Everyday I got up, taught school, went home, had dinner, went to sleep. Maybe do something fun on the weekends or see family, but life was decidedly less exciting. I knew many a people who’s life had turned into what mine was and they had settled for it. They dated people with the same life, they were depressed at work, and they saw their life as a circle of never ending dullness. No. This couldn’t happen to me. Yet it had. I knew of a few ways to change it, some drastically, some not so much. First option was to change schools, which I considered doing. I considered changing professions. I despised that idea as I was still in debt from the schooling it took to acquire my teacher's license, and I actually really enjoyed teaching. A change of jobs was not going to happen. 

My first real, official, teaching job was in a school that had...issues. The teenagers were walking zombies of texting, sex, and using the word "like" entirely too often, like really. Most of them were exactly as teenagers ought to be, creatures that should be holed up somewhere (school?) until they are deemed fit for society. Teaching them the difference between their, there, and they're was my life's mission, but there their lives kept getting in the way. For some this meant, "you want me to give you my phone?! F*&# off lady," or, "Sorry teach he isn't come to class today. He was arrested last night." It came to be that I was on the verge of actual depression because of my job and the fact that I was ridiculously tired of all the nothings that was my life. In a fateful moment of reading Mansfield Park, I knew I could not go back to that school, that job next year. I loved teaching. LOVED teaching. Seeing a kid get that "aha" face, the moment he understood something, is priceless and was the very reason I taught. But those moments weren't enough to keep me going until retirement. It was time to result to drastic measures...Korea.

Japan was my first thought. My father had been stationed in Japan in his early twenties and really enjoyed it. I grew up hearing him call my mother, "momma-san" and for a good while I thought my mother's name was "momma-san", all the other kids had it wrong. But Japan was quickly down because expats had to have a $4000 upstart to hold them over until they got paid. Ha. No. Did I mention the debt? Did you get that? So I had heard that Korea was pretty cool. They paid airfare, housing, insurance. Forget that small insignificant fact about Kim Jong Il and a Communist/Cult country that is approximately 220 miles from where you live, and you're golden. 
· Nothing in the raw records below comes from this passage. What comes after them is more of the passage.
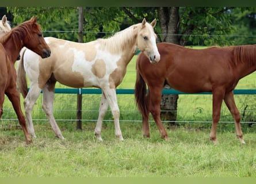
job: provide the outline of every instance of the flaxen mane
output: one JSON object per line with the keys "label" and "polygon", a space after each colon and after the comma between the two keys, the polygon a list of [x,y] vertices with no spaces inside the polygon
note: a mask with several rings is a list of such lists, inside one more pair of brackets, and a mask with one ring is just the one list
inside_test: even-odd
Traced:
{"label": "flaxen mane", "polygon": [[[102,41],[102,45],[109,48],[112,53],[120,53],[127,48],[126,45],[134,43],[136,38],[134,29],[137,29],[142,23],[132,25],[123,30],[116,33],[113,36],[105,39],[98,39]],[[137,33],[137,31],[135,32]]]}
But it was more than that. I needed to live in a place where all I had was myself; to take the talents and character that God had given/forced into me and make it through. I didn't want to rely on a man, my parents, any friend, to help me out in any situation. I wanted to be forced into situations that would turn this slightly frightened of looking like a fool, embarrassed, almost complacent person, into one that would be bold, adventurous, and free. Looking back at certain times in my life I can see where God had put me in situation after situation that refined my character into what it would need to be for this kind of life. I'm patient with others, (five years ago this was a laugh), I'm ok with not knowing where I am sometimes, I'm ok with eating strange food that might still have it's eyes or be moving (still getting used to that), and I also know that after falling many times when I fail (as that is often) there is a God who picks me up, dusts me off, and assures me that I can do this.

I couldn't live a bored life, an expected life. Get married. Check. Have kids. Check. I couldn't live that life. It was boring and what everyone expected and waited for with great anticipation. Why wait for one kind of life when there are so many other kinds of lives to be led? Is Korea perfect? No. I still fail and life can still suck; that doesn't change no matter what country you live in. This a seriously strange country that at times that makes me want to scream with frustration, but in the end, I love my job, love my students, and love the life I have chosen (damn all this refining along the way though).

 So when the man asked me why I came to this country I simply said, "to live." And so I am.